The press watchdog upheld two complaints against the newspaper for a story published on 10 August last year with the headline “Terrorised by knife thug, 7”.
Following publication the father of the boy complained the article contained inaccuracies and included a photograph taken without consent.
The article said the boy had been ‘terrorising’ local residents in Aberdeen, including by stalking people with knives, drinking and smoking, and hitting a girl with a spade. It added that he had been expelled from several different schools.
The boy’s father said these claims were inaccurate and that publication of a pixellated photograph of his son would have identified him to people in the community.
The boy’s father then provided the PCC with a letter from his local council, proving his son had attended one school continuously, along with a further letter from the child’s Boys Brigade Minister; details of the child’s medical condition; and a petition signed by over 100 residents in support of the complaint.

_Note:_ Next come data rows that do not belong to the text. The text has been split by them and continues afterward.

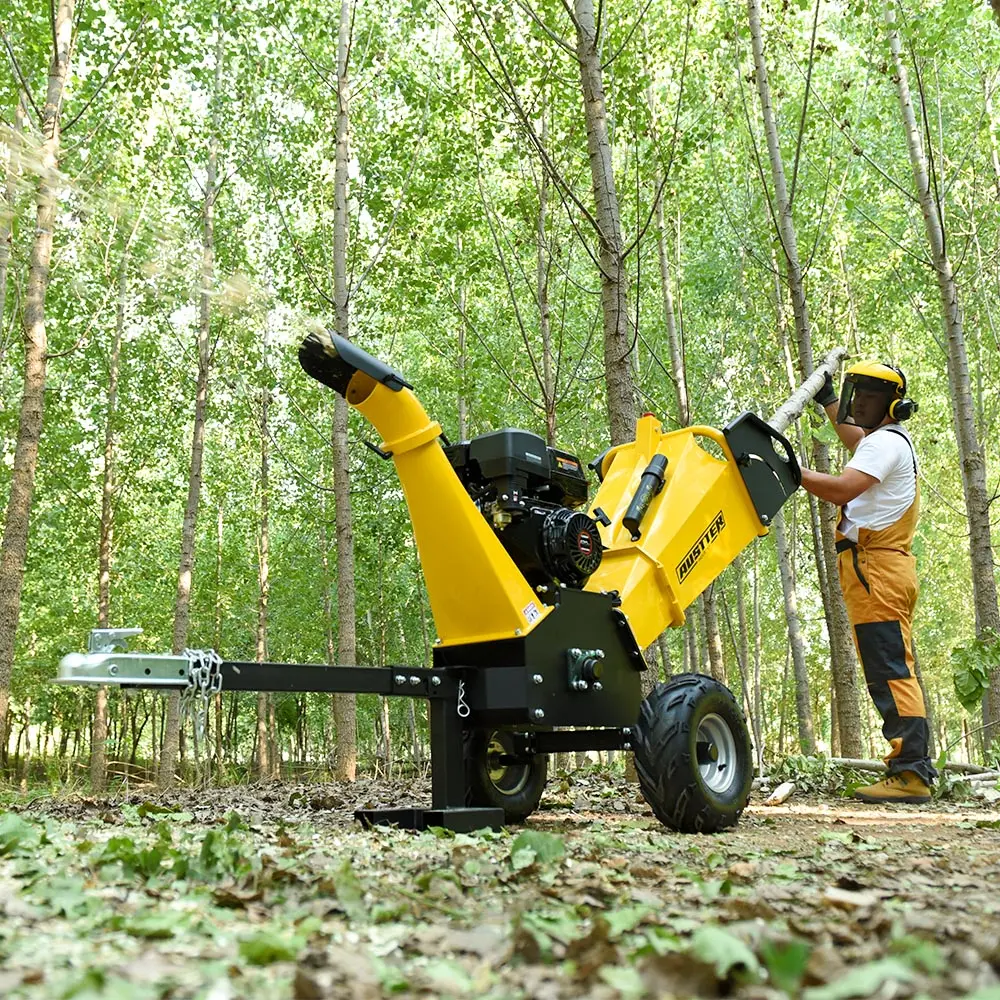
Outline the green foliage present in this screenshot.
[510,830,566,871]
[0,0,1000,780]
[950,629,1000,712]
[240,930,305,965]
[0,813,39,856]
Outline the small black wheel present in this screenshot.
[633,674,753,833]
[465,729,548,823]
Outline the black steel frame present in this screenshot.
[198,660,631,832]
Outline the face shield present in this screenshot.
[837,372,898,430]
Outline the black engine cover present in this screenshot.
[444,427,587,508]
[445,428,603,594]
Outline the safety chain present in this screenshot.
[181,649,222,744]
[455,681,472,719]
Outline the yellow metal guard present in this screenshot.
[584,414,767,647]
[346,371,552,646]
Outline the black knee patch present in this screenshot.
[854,621,910,686]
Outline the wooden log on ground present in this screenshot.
[764,781,795,806]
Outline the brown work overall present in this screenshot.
[837,444,937,783]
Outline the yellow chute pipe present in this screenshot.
[347,371,552,645]
[584,415,767,647]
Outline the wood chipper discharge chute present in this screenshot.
[299,334,799,648]
[59,333,822,832]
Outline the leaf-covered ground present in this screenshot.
[0,777,1000,1000]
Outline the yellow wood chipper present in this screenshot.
[60,333,800,832]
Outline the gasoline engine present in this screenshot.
[445,429,603,604]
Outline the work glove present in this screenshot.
[813,372,840,409]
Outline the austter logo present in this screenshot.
[677,510,726,583]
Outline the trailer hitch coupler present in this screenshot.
[622,455,667,542]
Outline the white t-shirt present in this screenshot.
[839,424,917,541]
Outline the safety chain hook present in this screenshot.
[455,681,472,719]
[181,649,222,744]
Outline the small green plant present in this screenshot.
[951,628,1000,712]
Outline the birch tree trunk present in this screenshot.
[0,92,28,362]
[535,116,556,450]
[701,586,726,684]
[0,0,74,747]
[455,233,469,441]
[256,389,276,781]
[747,0,862,756]
[771,512,816,755]
[156,31,224,789]
[90,262,128,792]
[573,0,636,445]
[656,199,691,427]
[333,0,358,781]
[885,3,1000,747]
[212,502,224,781]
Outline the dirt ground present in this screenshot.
[0,777,1000,1000]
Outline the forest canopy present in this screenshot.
[0,0,1000,786]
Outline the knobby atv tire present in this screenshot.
[465,729,548,823]
[633,674,753,833]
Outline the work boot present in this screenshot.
[854,771,931,805]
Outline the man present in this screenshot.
[802,361,937,803]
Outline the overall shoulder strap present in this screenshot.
[881,427,917,476]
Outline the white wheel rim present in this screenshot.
[695,713,739,795]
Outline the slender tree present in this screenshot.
[156,25,225,788]
[333,0,358,781]
[747,0,862,756]
[0,0,74,747]
[885,2,1000,745]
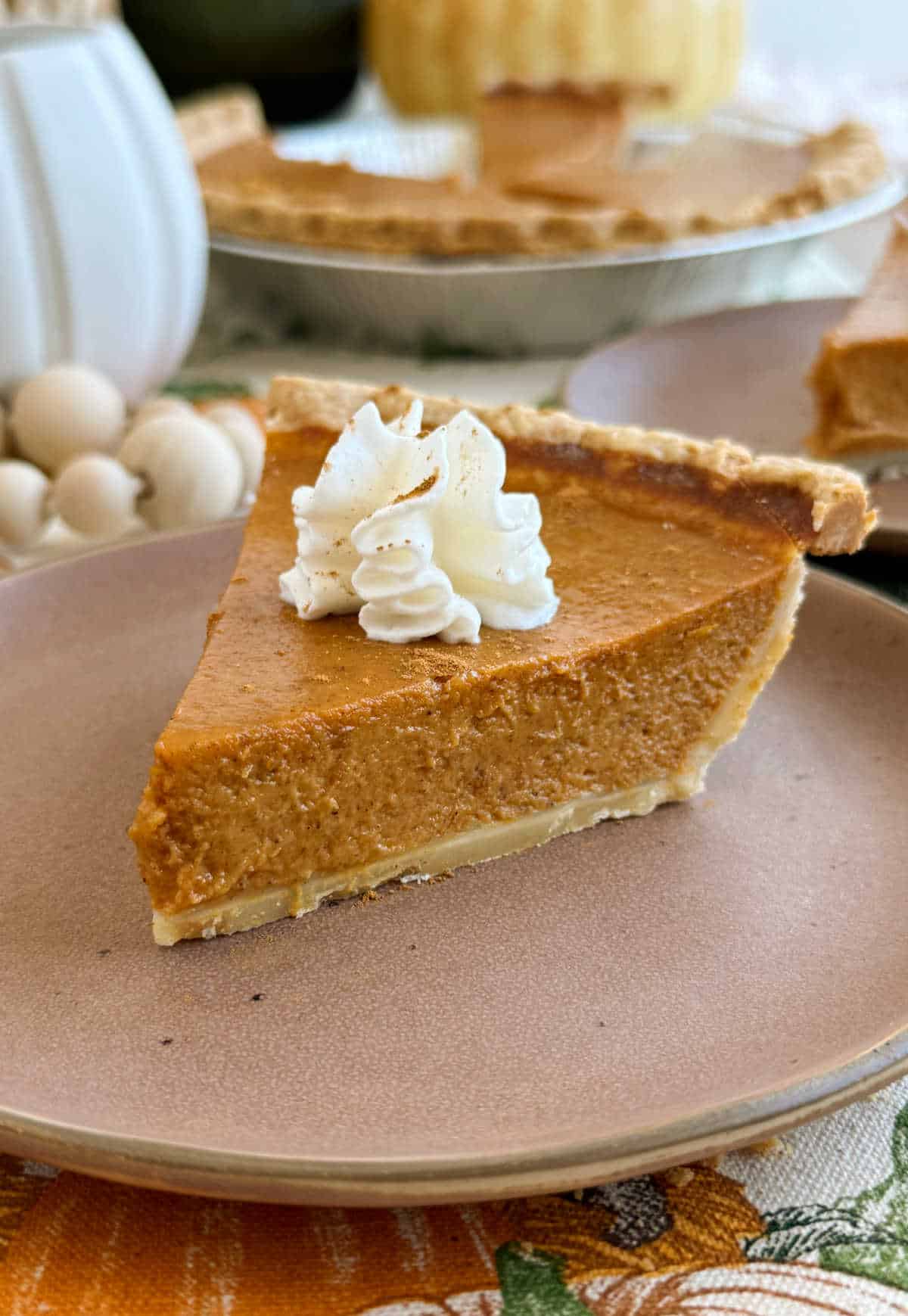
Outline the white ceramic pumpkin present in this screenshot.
[0,23,208,401]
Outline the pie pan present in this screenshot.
[210,119,906,356]
[0,525,908,1206]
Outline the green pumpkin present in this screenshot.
[123,0,359,123]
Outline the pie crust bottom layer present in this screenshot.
[153,558,804,946]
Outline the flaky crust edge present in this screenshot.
[194,123,885,257]
[266,375,876,555]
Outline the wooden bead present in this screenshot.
[205,403,265,502]
[12,365,126,472]
[120,413,244,530]
[0,461,50,549]
[129,394,196,429]
[51,453,142,540]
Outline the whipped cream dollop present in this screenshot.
[280,401,558,643]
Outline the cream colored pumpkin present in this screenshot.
[0,23,207,401]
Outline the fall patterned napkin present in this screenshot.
[0,1079,908,1316]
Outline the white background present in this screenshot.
[749,0,908,78]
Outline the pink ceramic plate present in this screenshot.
[564,299,908,552]
[0,527,908,1204]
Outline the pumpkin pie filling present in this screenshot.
[807,216,908,458]
[132,381,869,944]
[182,83,885,255]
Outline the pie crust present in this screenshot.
[180,87,885,257]
[132,379,874,945]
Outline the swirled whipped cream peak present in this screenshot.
[280,401,558,643]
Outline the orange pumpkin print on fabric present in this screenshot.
[507,1165,763,1283]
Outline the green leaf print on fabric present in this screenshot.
[819,1106,908,1290]
[495,1243,589,1316]
[744,1206,897,1261]
[745,1106,908,1290]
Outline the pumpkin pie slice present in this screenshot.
[807,216,908,458]
[180,83,885,257]
[130,379,874,945]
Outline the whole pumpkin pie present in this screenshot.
[807,216,908,459]
[130,379,872,945]
[180,82,885,257]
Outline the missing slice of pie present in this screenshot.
[807,214,908,461]
[130,379,872,945]
[180,83,885,257]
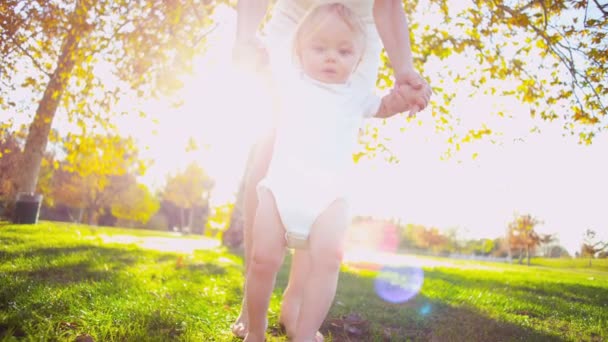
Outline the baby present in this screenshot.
[245,3,416,342]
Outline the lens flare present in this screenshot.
[374,266,424,304]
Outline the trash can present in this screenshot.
[13,192,42,224]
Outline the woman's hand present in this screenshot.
[393,68,433,116]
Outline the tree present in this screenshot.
[0,0,215,196]
[581,229,608,267]
[507,214,553,266]
[221,0,608,246]
[0,128,21,202]
[161,163,213,230]
[111,182,160,225]
[45,134,147,224]
[402,0,608,143]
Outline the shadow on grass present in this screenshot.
[0,231,240,341]
[425,270,608,320]
[271,258,562,342]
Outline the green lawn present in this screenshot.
[0,222,608,341]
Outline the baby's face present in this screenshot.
[299,16,363,83]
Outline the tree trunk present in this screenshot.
[15,0,88,193]
[188,204,194,233]
[519,248,524,265]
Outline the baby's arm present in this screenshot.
[374,85,424,118]
[374,0,431,110]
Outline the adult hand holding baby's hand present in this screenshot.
[393,68,432,116]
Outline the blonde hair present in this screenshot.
[292,2,365,62]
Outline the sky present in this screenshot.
[3,3,608,254]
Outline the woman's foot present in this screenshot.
[279,322,325,342]
[230,315,247,338]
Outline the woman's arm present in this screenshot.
[232,0,269,70]
[236,0,269,43]
[374,0,432,112]
[374,0,423,84]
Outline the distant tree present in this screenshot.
[0,126,21,215]
[0,0,218,198]
[580,229,608,267]
[161,163,214,231]
[414,227,448,253]
[45,134,147,224]
[111,180,160,225]
[507,214,552,266]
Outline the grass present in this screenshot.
[0,222,608,341]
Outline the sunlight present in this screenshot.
[99,235,221,254]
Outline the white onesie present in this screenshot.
[258,0,382,248]
[258,74,380,248]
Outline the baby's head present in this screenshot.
[293,3,365,83]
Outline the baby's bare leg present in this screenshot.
[232,133,274,338]
[245,189,285,342]
[293,200,349,342]
[279,250,310,328]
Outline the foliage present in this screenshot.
[410,0,608,143]
[161,163,214,229]
[205,202,234,237]
[0,0,216,192]
[111,180,160,225]
[506,214,553,266]
[581,229,608,266]
[0,128,21,202]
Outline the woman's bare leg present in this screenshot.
[232,134,274,338]
[293,200,349,342]
[245,189,285,342]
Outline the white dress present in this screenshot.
[264,0,382,91]
[258,75,380,248]
[258,0,382,248]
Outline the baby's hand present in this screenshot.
[387,84,429,117]
[395,68,432,116]
[232,38,269,71]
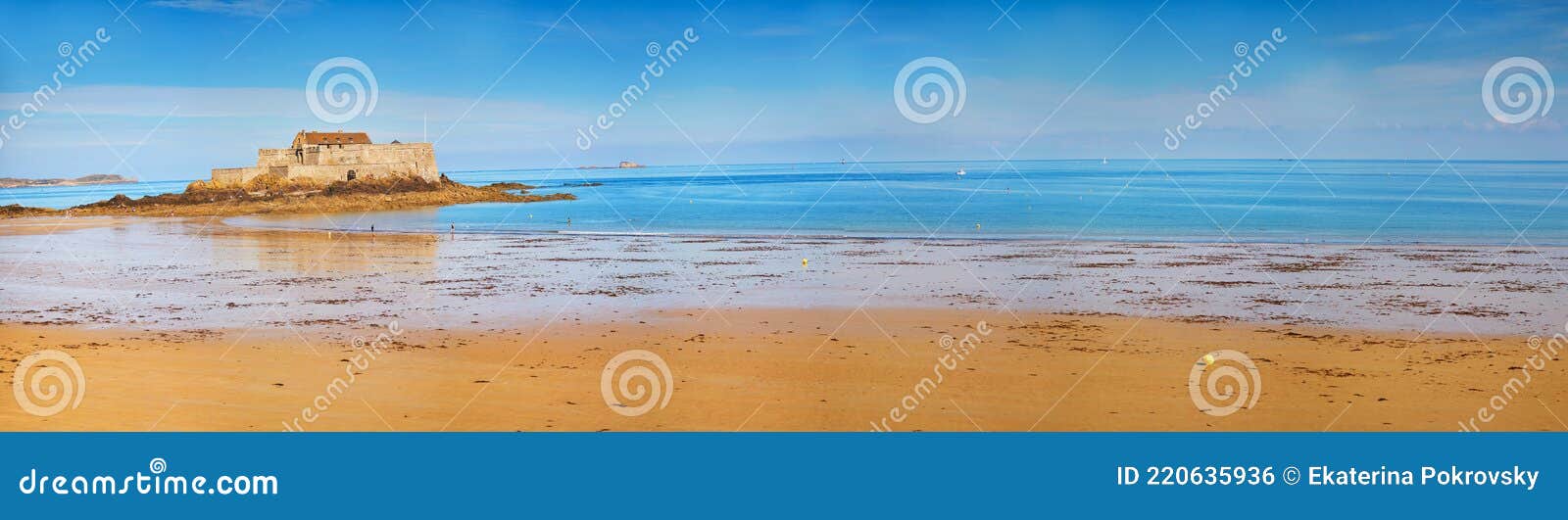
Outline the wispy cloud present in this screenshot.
[747,25,810,37]
[152,0,312,18]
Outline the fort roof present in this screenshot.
[292,130,370,147]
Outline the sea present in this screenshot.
[0,160,1568,248]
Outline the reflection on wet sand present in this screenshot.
[204,218,441,275]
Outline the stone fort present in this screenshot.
[212,130,441,185]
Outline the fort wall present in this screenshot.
[212,143,441,185]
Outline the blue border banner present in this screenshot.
[0,434,1568,518]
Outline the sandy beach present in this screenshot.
[0,217,1568,431]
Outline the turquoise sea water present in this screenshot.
[12,160,1568,246]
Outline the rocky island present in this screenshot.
[0,130,577,217]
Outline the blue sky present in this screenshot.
[0,0,1568,180]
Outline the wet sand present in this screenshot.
[0,219,1568,431]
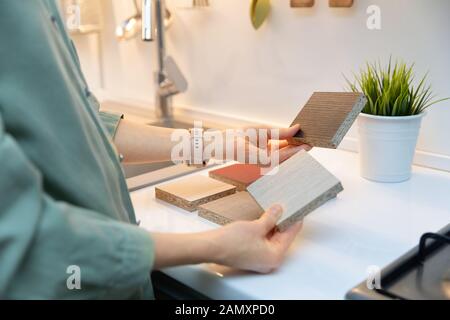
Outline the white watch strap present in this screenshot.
[189,128,205,166]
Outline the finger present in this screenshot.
[253,124,300,140]
[270,222,303,251]
[278,145,306,163]
[267,140,289,151]
[269,124,300,140]
[258,205,283,235]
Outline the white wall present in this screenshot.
[74,0,450,170]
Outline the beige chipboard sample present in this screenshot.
[198,191,264,225]
[289,92,367,149]
[247,151,343,231]
[155,175,236,212]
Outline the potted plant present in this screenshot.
[346,59,447,182]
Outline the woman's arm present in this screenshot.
[114,119,176,164]
[114,119,310,164]
[152,206,301,273]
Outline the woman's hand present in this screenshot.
[151,205,302,273]
[230,124,312,165]
[211,205,302,273]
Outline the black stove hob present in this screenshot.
[346,224,450,300]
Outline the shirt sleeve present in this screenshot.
[99,111,123,139]
[0,115,154,299]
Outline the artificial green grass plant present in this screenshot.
[346,59,449,117]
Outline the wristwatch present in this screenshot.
[186,128,206,168]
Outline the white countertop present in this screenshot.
[131,148,450,299]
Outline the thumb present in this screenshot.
[259,205,283,234]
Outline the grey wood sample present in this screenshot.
[155,175,236,212]
[247,151,343,231]
[289,92,367,149]
[198,191,264,225]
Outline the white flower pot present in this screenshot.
[358,113,425,182]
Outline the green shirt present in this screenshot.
[0,0,154,299]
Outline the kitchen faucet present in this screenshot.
[142,0,188,125]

Publishing its adjudication today, the PCC said the newspaper claimed the piece was in the public interest; that it had not named the boy and took care to obscure his identity.
The PCC said the newspaper relied on several pieces of evidence for its story, including a diary of alleged behaviour written by a neighbour – the boy’s father challenged the reliability of this – letters from Aberdeen City Council and an MSP about the family’s ‘unacceptable’ behaviour.
The paper also relied on affidavits from another neighbour, the reporter and the news agency photographer and a statement from a local councillor.
The PCC said Grampian Police also confirmed the child had been involved in three anti-social incidents in the summer of 2008, while additional sources confirmed the thrust of the story.
The commission said today the newspaper had grounds for its story but the most serious claims about the boy’s behaviour – allegations of violence and the assertion he had been expelled from a string of schools – could not be substantiated.
This was a serious matter, the PCC ruled, because of the boy’s young age.
The PCC ruled: “The commission was also persuaded that there was sufficient information in the article and pixellated photograph to identify the complainant’s son to those in the community.
“In the context of unsubstantiated assertions about his behaviour, the justification for publication of the photograph was insufficient.”
The newspaper stood by its article, however it offered to publish a text in which the family’s denial of the allegations could be made public.